Co-administration of Tetrahydrocannabinol (THC) and the inverse CB2R agonist AM630 significantly reduced the THC-induced behavioral stereotypy in adult zebrafish. (A) At 3.5 μM AM630 with 1 μM THC the THC-induced Repetition Index (RI), calculated as a mean ± SEM, was not statistically different from the controls (DMSO) (ns p > 0.9999). (B) AM630 and THC co-administration did not affect the swimming velocity during exposure. Controls (DMSO 1%, n = 6), 1 μM THC (n = 23), 3.5 μM AM630 (n = 5) and 3.5 μM AM630 + 1 μM THC (n = 6). Values without a letter in common are statistically different to the control condition (p < 0.05, Kruskal–Wallis and Dunn's multiple comparisons test).

Co-administration of Tetrahydrocannabinol (THC) and the atypical antipsychotic sulpiride significantly reduced the THC-induced behavioral stereotypy in adult zebrafish. (A) At 10 μM sulpiride with 1 μM THC and 100 μM sulpiride with 1 μM THC, the THC-induced Repetition Index (RI), calculated as a mean ± SEM, was not statistically different from the controls (EtOH) (ns p > 0.05). (B) None of the co-administrations significantly altered the swimming velocity during exposure (ns p > 0.05).

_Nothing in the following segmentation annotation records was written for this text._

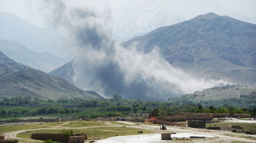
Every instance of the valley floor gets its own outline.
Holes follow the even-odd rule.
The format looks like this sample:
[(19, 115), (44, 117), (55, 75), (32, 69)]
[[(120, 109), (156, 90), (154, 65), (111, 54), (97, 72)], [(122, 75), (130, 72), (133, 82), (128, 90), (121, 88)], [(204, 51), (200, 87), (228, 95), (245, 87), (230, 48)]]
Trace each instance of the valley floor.
[[(43, 141), (32, 140), (34, 133), (60, 133), (63, 129), (72, 129), (75, 133), (86, 133), (88, 137), (86, 143), (255, 143), (256, 136), (220, 131), (189, 127), (167, 126), (167, 130), (160, 130), (160, 125), (148, 123), (138, 124), (127, 122), (101, 122), (91, 121), (66, 121), (35, 124), (28, 124), (15, 126), (0, 127), (0, 133), (5, 138), (17, 138), (19, 143), (38, 143)], [(253, 124), (252, 125), (255, 126)], [(138, 131), (143, 131), (138, 133)], [(172, 137), (189, 137), (204, 136), (204, 139), (188, 139), (161, 141), (161, 133), (176, 133)]]

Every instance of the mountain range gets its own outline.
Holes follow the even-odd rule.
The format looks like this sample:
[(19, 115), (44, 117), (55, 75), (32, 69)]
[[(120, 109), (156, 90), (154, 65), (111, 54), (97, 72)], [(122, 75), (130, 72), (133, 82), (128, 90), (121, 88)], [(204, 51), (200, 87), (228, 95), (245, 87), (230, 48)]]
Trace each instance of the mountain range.
[(0, 97), (29, 96), (39, 99), (103, 98), (62, 78), (19, 63), (0, 52)]
[[(173, 66), (196, 77), (256, 85), (256, 25), (209, 13), (120, 45), (134, 44), (146, 53), (158, 47)], [(72, 82), (72, 62), (49, 74)]]
[(34, 52), (15, 41), (0, 39), (0, 51), (15, 61), (47, 73), (68, 61), (48, 52)]
[(9, 13), (0, 14), (0, 39), (15, 40), (36, 52), (52, 52), (62, 46), (56, 30), (36, 26)]
[(121, 44), (158, 47), (172, 65), (198, 76), (256, 85), (256, 25), (214, 13), (161, 27)]

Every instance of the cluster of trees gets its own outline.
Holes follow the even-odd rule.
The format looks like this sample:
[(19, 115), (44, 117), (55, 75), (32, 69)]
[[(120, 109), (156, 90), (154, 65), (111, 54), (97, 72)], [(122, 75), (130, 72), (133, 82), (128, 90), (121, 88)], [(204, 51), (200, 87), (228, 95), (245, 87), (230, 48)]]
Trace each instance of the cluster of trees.
[[(6, 104), (7, 103), (9, 103), (8, 105)], [(36, 98), (32, 99), (30, 97), (18, 96), (4, 98), (0, 101), (0, 105), (38, 107), (33, 110), (18, 107), (11, 109), (2, 109), (0, 110), (0, 115), (15, 116), (17, 115), (33, 116), (64, 114), (78, 112), (78, 108), (81, 107), (98, 108), (98, 113), (93, 113), (88, 117), (91, 118), (122, 116), (131, 112), (149, 112), (153, 116), (168, 115), (170, 113), (180, 112), (256, 113), (256, 99), (246, 98), (194, 101), (186, 96), (168, 101), (143, 101), (140, 99), (122, 99), (121, 96), (116, 94), (111, 99), (48, 99), (46, 101)], [(64, 107), (67, 105), (77, 108)], [(38, 106), (41, 107), (38, 107)]]
[(42, 101), (37, 98), (32, 99), (30, 96), (17, 96), (4, 98), (0, 100), (1, 106), (39, 106)]
[(13, 108), (11, 109), (0, 109), (0, 115), (13, 115), (16, 117), (18, 115), (31, 116), (37, 115), (45, 115), (56, 113), (67, 113), (79, 112), (78, 109), (70, 109), (67, 108), (47, 107), (36, 108), (29, 110), (24, 108)]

Controls (EtOH) (0.0015% (n = 19)), 1 μM THC (n = 23), 10 μM sulpiride (n = 6), 100 μM sulpiride (n = 8) 10 μM sulpiride + 1 μM THC (n = 8) and 100 μM sulpiride + 1 μM THC (n = 8). Values without a letter in common are statistically different to the control condition (p < 0.05, Kruskal–Wallis and Dunn's multiple comparisons test).

Potential mechanisms underlying the associations between Cannabis consumption and risks of psychosis/schizophrenia-like symptoms, with the current study’s pharmacological approaches. Δ9-tetrahydrocannabinol (THC) reduces N-methyl-D-aspartate (NMDA) release via NMDA receptor antagonism. THC also inhibits γ‐aminobutyric acid (GABA) release from interneurons in the prefrontal cortex, potentiating dopamine release. Both NMDA receptor hypoactivity and heightened dopaminergic signaling are hallmarks of schizophrenia. Pentylenetetrazol (PTZ).